Several initiatives announced by the Government in recent months have promoted an outdoor summer. This has included funding to improve public spaces, litter management and grant funding for restaurants and cafes to buy outdoor furniture. Some concerns have been raised about the management of this furniture, the blocking of paths and the knock-on impact for accessibility in our towns and villages. Green Party TD Steven Matthews has asked that local authorities take a more proactive approach to managing and enforcing the conditions for licensing of outdoor furniture to ensure that disability access and safe footpaths are maintained.


Discussing these concerns, Deputy Steven Matthews said:


“Better management of street and outdoor dining furniture is required to maintain accessibility for all. It’s great to see our streets alive again with outdoor dining and lots of seating but in some cases, it is causing a real impediment to pedestrians and especially those with mobility issues. The responsibility for issuing permission to place outdoor dining furniture and other objects on the public footpaths and the monitoring of compliance with the conditions of that licence lies with the Local Authority.

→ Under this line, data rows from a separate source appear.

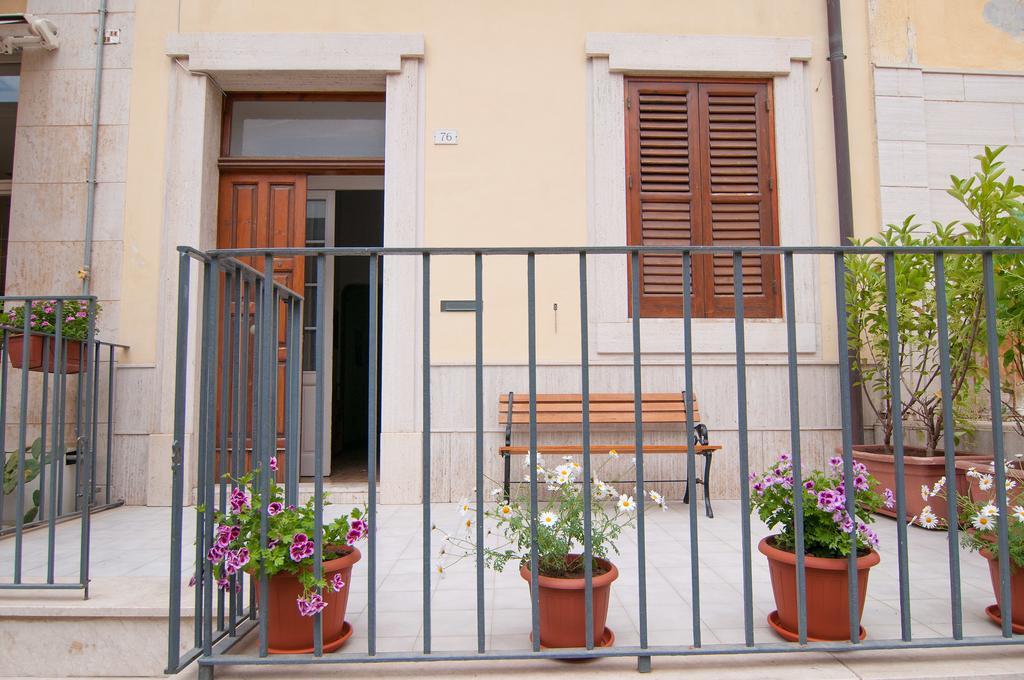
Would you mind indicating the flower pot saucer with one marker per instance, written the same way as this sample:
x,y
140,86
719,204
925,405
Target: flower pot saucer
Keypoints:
x,y
607,639
329,645
992,610
791,636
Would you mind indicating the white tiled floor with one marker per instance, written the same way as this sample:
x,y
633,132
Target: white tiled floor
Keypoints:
x,y
130,547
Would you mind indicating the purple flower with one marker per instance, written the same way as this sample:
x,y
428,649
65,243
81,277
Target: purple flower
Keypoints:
x,y
236,559
215,554
301,548
311,606
240,501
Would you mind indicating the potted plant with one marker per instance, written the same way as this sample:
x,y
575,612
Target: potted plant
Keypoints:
x,y
295,594
559,545
994,204
827,536
42,321
980,514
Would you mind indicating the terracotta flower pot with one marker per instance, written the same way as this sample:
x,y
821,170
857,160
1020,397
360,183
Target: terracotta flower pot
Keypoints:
x,y
562,604
72,353
919,469
291,633
1016,593
827,601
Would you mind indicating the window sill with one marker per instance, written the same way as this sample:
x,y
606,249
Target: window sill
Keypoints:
x,y
711,336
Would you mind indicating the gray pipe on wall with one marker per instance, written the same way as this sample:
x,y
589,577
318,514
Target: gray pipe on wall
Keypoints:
x,y
844,188
90,206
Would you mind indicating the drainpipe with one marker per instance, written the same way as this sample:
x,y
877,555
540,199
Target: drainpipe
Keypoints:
x,y
90,206
844,188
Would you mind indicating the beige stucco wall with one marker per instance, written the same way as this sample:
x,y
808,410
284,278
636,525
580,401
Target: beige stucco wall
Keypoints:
x,y
983,35
512,79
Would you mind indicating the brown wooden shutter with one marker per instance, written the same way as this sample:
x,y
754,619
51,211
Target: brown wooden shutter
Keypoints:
x,y
699,170
736,196
660,187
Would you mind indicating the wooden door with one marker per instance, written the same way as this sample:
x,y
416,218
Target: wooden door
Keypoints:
x,y
265,211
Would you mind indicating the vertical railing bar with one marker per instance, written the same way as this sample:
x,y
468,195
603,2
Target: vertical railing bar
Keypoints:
x,y
642,662
110,422
223,412
426,454
92,378
177,474
892,322
4,351
22,435
949,441
208,422
372,449
744,486
42,424
842,315
93,409
588,539
798,482
268,427
321,368
531,371
237,453
478,333
998,459
294,370
691,470
57,441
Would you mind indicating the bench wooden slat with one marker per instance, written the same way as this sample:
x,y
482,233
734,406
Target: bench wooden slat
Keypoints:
x,y
594,449
595,396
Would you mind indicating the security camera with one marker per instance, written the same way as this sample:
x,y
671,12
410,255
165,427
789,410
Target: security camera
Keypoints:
x,y
19,31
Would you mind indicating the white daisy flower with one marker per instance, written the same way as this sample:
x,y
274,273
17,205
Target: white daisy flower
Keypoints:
x,y
983,522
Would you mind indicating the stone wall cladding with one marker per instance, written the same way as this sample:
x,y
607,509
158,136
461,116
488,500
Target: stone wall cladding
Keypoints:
x,y
931,125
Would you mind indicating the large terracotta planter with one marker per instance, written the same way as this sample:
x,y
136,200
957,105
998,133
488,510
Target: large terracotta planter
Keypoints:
x,y
1016,593
562,604
827,601
919,469
291,633
72,352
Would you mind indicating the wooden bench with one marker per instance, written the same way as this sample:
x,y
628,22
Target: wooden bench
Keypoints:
x,y
604,409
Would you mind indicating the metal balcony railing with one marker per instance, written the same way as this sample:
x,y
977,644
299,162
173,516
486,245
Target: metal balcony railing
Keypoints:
x,y
56,409
229,345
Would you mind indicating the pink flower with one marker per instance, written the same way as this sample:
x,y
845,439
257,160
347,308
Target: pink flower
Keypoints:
x,y
336,583
311,606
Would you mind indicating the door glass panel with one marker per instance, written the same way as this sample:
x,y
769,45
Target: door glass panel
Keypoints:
x,y
307,129
315,230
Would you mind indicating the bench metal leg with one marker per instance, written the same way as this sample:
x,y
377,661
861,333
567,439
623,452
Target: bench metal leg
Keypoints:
x,y
707,485
508,474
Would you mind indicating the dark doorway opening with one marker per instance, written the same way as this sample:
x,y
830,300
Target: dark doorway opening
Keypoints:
x,y
358,222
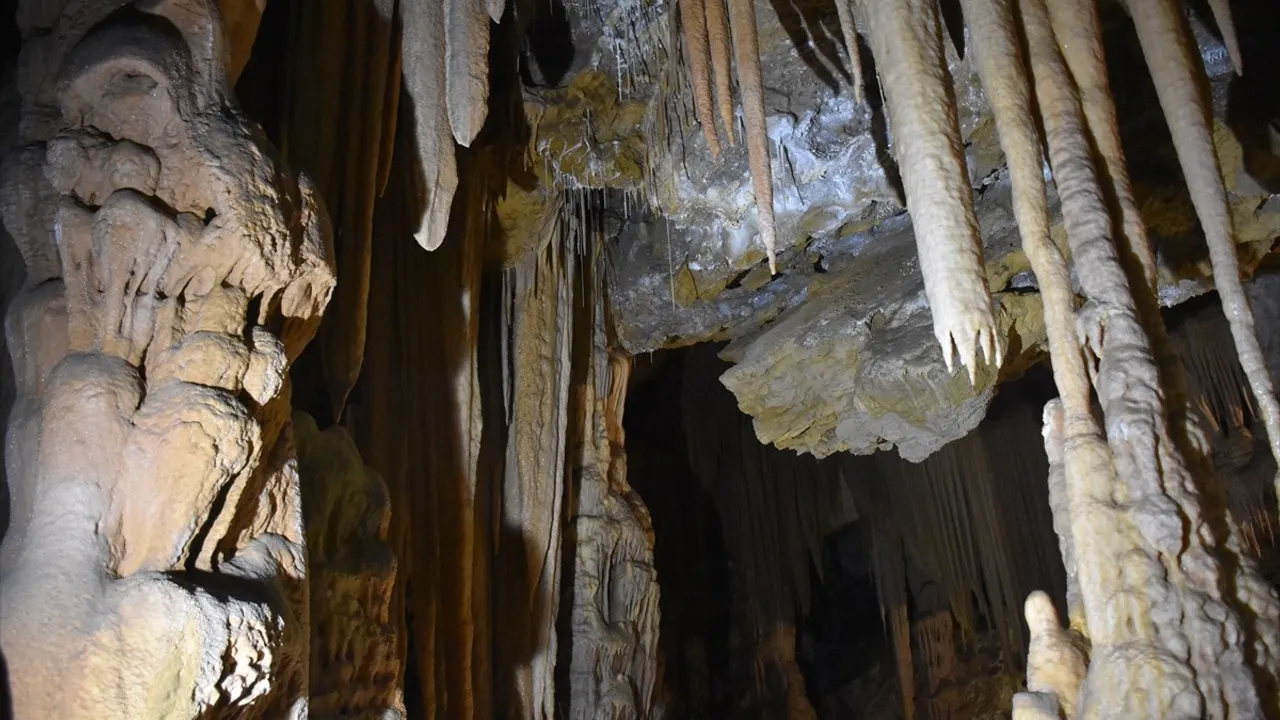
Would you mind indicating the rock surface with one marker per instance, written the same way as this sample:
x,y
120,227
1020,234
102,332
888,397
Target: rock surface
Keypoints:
x,y
156,563
356,668
689,268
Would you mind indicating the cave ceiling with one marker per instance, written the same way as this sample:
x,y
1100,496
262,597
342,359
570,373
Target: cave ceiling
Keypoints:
x,y
836,351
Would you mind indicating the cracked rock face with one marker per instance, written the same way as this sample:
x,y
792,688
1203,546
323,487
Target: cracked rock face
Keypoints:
x,y
841,336
155,565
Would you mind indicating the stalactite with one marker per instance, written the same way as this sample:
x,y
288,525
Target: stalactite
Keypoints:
x,y
425,71
1130,619
613,620
1217,387
1078,30
936,639
1221,10
906,41
901,633
721,53
496,9
746,53
1168,46
849,28
336,131
466,80
539,313
775,507
693,22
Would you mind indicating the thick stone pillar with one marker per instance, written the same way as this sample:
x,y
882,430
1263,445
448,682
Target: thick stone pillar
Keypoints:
x,y
156,564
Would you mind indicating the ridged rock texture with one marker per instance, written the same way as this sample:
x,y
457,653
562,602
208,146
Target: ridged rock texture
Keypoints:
x,y
437,510
155,565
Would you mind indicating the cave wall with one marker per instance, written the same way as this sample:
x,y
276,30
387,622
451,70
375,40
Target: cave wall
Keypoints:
x,y
156,559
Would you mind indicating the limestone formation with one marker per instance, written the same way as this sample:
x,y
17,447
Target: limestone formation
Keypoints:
x,y
156,563
906,40
355,661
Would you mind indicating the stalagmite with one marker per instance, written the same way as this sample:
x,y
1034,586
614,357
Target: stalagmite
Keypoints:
x,y
721,53
1056,660
1078,30
906,41
1159,618
466,80
613,619
1168,46
425,69
746,53
693,22
849,28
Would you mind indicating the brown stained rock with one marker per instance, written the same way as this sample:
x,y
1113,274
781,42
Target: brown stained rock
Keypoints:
x,y
355,657
854,370
156,561
613,620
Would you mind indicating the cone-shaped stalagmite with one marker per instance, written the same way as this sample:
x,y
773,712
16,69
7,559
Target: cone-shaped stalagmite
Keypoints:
x,y
1168,45
906,41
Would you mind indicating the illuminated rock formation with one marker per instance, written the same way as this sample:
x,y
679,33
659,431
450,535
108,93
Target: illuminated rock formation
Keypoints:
x,y
156,561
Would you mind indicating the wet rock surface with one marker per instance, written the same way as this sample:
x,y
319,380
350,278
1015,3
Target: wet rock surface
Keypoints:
x,y
841,333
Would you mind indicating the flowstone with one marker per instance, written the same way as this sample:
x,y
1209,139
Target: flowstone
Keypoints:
x,y
156,560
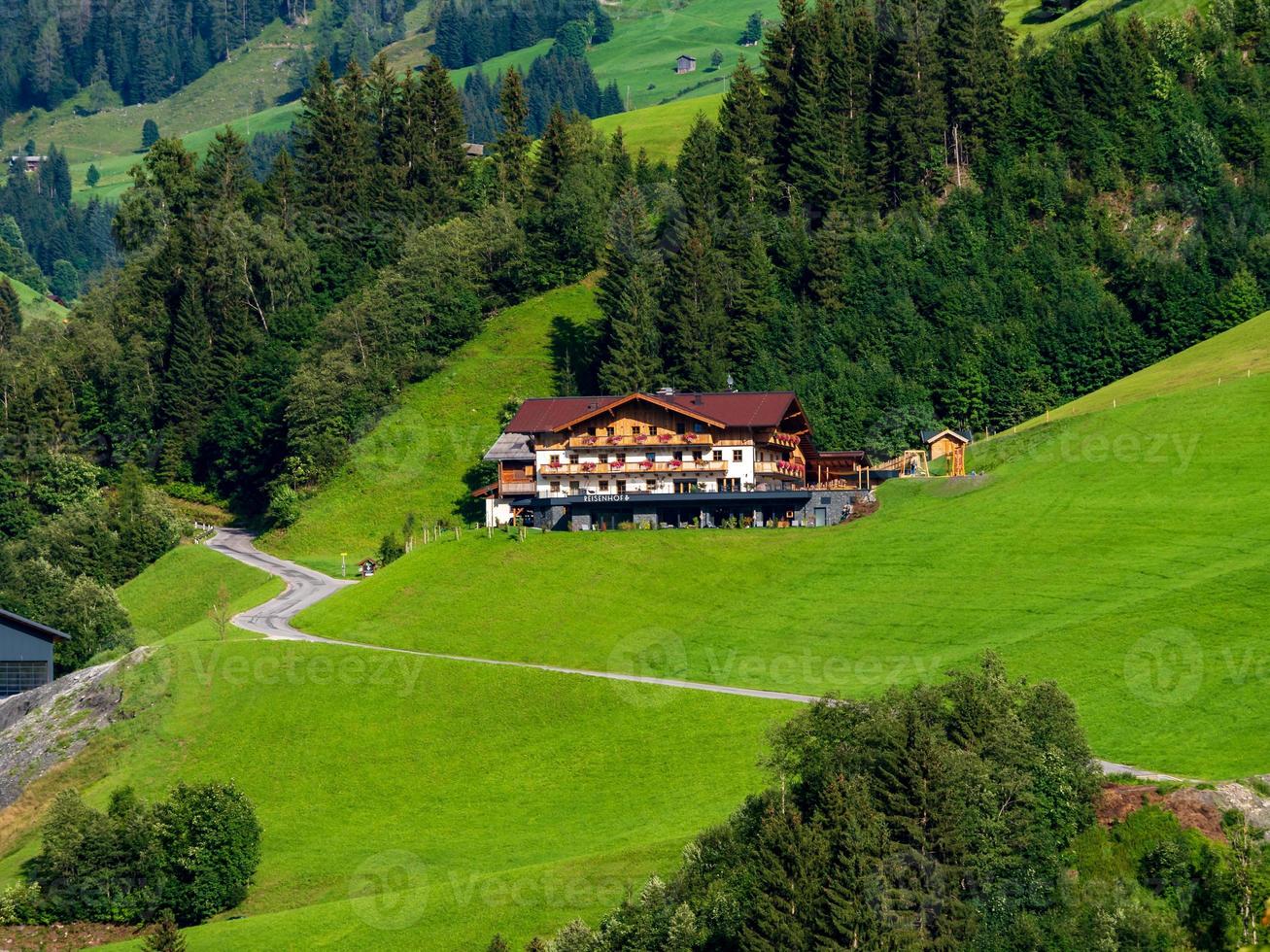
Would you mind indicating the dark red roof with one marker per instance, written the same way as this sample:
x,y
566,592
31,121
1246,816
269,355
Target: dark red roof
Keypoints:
x,y
729,409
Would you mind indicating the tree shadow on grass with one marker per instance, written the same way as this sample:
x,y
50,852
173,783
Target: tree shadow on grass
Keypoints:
x,y
574,356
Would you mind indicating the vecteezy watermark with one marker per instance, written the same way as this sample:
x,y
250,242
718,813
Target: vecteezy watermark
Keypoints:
x,y
1165,667
389,890
292,666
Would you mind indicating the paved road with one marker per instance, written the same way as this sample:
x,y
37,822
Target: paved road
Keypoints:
x,y
306,587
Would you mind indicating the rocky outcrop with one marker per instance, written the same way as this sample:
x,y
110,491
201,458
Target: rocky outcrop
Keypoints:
x,y
42,728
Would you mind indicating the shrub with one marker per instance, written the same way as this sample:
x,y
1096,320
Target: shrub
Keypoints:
x,y
193,855
211,841
284,505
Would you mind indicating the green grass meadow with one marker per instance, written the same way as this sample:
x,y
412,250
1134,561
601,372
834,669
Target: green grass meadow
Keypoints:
x,y
1112,551
36,306
417,458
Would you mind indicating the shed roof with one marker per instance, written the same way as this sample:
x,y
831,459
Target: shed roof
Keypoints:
x,y
729,409
29,628
511,446
931,435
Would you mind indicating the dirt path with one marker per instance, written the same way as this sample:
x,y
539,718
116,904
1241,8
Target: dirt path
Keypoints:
x,y
306,587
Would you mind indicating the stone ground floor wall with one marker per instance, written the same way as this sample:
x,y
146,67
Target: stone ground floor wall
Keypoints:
x,y
836,505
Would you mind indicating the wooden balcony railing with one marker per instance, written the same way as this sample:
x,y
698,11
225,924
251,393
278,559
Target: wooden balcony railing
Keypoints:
x,y
623,441
633,467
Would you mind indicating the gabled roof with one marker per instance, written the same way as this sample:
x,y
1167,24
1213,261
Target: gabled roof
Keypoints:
x,y
511,446
29,628
931,435
729,409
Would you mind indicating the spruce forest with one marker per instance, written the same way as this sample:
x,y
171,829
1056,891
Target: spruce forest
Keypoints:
x,y
901,215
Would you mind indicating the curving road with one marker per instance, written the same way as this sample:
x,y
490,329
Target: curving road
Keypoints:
x,y
306,587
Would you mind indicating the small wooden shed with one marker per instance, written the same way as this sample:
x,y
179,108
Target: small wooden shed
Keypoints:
x,y
940,443
25,653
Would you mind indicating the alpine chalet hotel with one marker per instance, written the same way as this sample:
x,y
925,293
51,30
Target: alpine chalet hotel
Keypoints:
x,y
669,459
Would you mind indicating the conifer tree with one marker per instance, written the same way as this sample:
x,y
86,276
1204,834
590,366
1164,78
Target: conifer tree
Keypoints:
x,y
695,322
910,122
629,298
745,139
11,314
979,69
513,143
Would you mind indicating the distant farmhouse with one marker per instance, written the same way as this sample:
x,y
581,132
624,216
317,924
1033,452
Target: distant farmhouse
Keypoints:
x,y
25,653
28,162
669,459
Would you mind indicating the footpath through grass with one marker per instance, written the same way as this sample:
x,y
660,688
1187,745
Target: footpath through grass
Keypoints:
x,y
1116,553
419,456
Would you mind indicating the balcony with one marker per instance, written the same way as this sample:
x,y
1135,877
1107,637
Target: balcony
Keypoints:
x,y
633,467
642,441
790,471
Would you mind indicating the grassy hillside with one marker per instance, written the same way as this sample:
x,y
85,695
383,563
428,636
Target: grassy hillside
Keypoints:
x,y
1110,551
640,57
661,128
418,458
450,783
1240,352
36,306
172,598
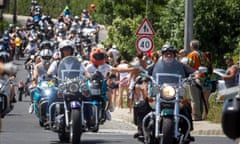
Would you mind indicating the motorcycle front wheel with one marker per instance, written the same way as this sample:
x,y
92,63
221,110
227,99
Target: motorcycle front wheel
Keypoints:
x,y
168,130
76,126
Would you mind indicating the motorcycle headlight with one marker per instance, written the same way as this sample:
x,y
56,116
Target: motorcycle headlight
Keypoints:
x,y
155,90
182,91
73,87
168,91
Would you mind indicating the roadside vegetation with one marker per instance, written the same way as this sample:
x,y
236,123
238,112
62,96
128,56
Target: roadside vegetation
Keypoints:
x,y
216,23
215,110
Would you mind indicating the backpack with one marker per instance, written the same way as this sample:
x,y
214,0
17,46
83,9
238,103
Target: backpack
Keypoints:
x,y
236,78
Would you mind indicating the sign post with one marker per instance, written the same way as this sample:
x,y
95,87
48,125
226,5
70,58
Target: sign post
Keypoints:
x,y
145,43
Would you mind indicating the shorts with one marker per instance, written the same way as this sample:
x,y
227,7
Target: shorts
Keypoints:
x,y
113,86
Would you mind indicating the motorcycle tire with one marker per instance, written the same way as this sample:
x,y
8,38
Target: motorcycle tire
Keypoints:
x,y
168,130
75,127
63,135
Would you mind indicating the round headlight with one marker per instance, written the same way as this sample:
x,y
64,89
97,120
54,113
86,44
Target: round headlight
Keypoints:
x,y
182,91
1,84
73,87
168,91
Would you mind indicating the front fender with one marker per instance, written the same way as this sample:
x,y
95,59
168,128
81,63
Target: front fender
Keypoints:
x,y
75,104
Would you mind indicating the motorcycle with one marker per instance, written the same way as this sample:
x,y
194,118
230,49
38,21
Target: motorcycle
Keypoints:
x,y
83,102
5,102
161,121
23,87
41,94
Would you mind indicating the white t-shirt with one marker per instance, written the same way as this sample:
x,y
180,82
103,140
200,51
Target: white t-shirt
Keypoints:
x,y
103,69
123,74
31,48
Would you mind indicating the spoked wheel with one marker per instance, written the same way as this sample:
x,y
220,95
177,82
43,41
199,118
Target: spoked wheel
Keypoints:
x,y
75,126
168,130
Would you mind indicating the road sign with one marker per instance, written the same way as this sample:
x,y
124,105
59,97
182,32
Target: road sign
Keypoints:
x,y
145,28
144,43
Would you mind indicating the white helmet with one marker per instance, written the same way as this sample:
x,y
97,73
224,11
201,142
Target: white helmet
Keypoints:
x,y
46,55
66,43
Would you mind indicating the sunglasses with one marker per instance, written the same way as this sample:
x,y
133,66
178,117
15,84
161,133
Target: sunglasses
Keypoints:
x,y
99,56
170,48
46,57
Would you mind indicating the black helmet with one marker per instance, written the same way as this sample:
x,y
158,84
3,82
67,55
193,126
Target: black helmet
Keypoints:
x,y
167,47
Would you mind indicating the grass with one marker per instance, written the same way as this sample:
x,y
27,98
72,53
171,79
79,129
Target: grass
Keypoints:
x,y
214,114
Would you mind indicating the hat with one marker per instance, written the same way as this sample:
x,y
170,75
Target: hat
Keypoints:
x,y
114,46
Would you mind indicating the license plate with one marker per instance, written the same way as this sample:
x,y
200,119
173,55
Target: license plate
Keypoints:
x,y
95,91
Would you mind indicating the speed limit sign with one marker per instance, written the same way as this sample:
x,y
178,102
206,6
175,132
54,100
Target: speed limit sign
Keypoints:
x,y
144,43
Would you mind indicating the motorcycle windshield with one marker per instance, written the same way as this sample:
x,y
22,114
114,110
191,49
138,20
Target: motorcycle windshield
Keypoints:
x,y
169,78
70,68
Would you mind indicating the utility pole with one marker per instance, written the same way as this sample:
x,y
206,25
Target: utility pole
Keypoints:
x,y
188,31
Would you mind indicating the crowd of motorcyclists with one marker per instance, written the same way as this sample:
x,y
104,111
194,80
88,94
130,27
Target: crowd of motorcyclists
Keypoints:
x,y
49,46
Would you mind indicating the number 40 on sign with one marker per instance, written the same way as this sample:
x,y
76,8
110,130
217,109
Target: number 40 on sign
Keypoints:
x,y
144,43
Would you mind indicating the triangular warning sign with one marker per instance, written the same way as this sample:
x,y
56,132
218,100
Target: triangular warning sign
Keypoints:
x,y
145,28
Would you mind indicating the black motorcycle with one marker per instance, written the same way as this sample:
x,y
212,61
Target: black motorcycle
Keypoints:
x,y
82,106
159,117
5,102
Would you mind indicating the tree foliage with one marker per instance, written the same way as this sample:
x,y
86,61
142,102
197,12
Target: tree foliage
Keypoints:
x,y
216,22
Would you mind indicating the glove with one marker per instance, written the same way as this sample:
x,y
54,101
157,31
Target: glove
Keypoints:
x,y
10,68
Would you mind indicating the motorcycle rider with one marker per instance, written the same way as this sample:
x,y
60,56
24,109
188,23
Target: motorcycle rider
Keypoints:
x,y
66,48
40,70
6,70
98,63
169,64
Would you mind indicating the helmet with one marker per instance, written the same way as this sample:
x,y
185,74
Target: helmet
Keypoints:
x,y
46,45
167,47
97,56
92,6
66,43
4,56
46,55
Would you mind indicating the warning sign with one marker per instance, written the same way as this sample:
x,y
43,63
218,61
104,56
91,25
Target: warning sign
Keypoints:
x,y
145,28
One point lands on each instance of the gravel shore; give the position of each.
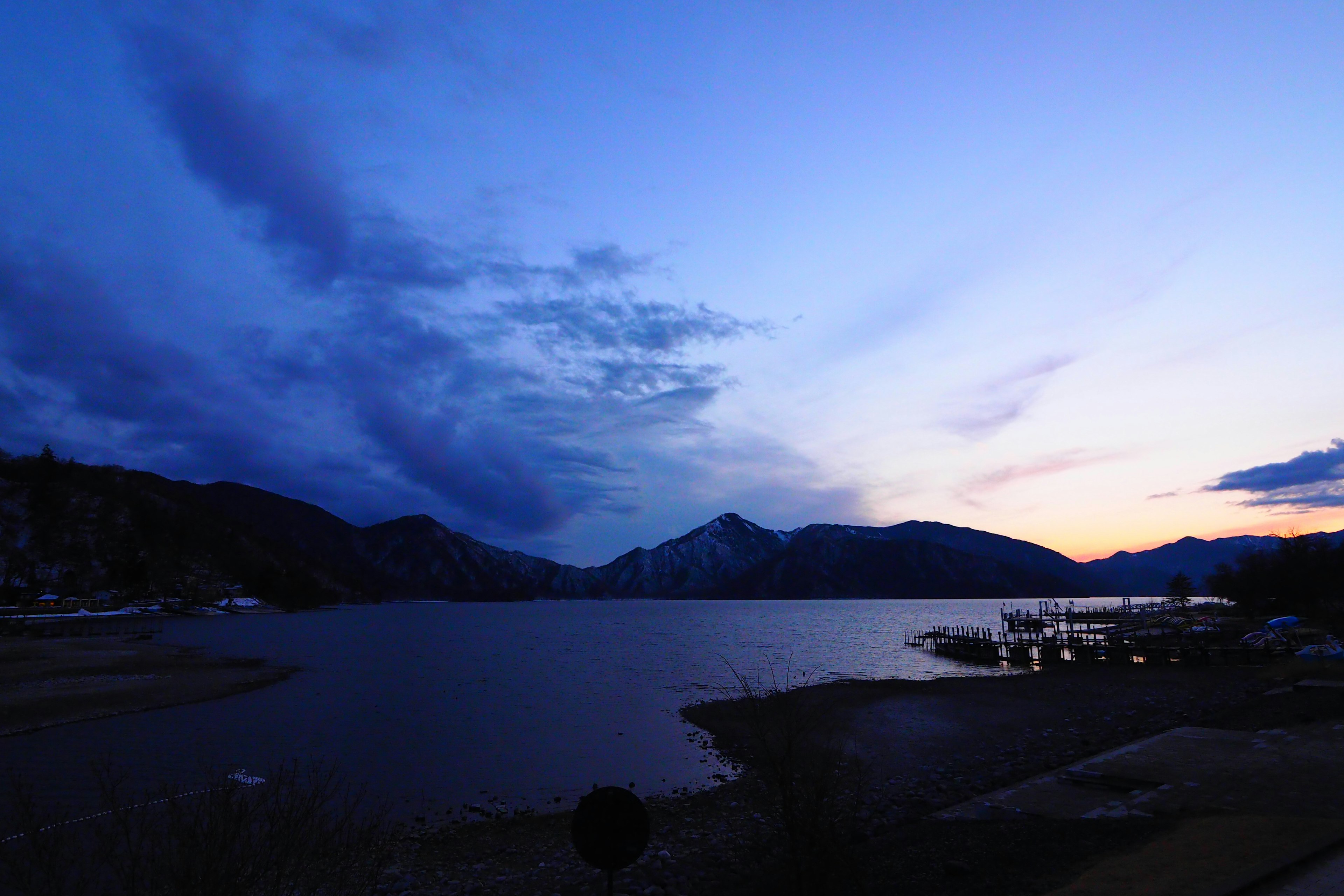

“When the Green Party first called for grants to support businesses in purchasing outdoor furniture and providing supports to local authorities to allocate space for an outdoor summer, we were very conscious of the impact that this could have on pedestrians and those with mobility or vision impairments. Street clutter in the form of excessive signage, advertisement-boards and utility boxes have always presented a problem for pedestrians. Even poorly placed planters and bins can be also problematic, and we highlight this issue every year on Make Way Day.


“The re-allocation of car spaces, pedestrianisation and provision of lots of street furniture this year are welcome additions to our towns and cities and has provided a huge boost for eligible businesses when they were able to recommence trading. While I completely support all these measures, these businesses and the local authorities must ensure they leave space for pedestrians. Tables and chairs can creep during a day’s use as diners arrive or leave or move to catch the sunshine and its firstly the responsibility of the business owner to manage this as they would any part of their premises.


“Where a problem persists, the Local Authority must step up and inspect and act at problem locations. I have asked the Minister for Planning and Local Government - Peter Burke to ensure that Local Authorities are reminded of their responsibilities and that they would engage with business to offer guidance on how much space must be maintained for safe pedestrian use. I’m happy to see that Dublin City Council have acted on this and have provided guidance and I’m calling on all Local Authorities to follow this example, concluded Deputy Matthews.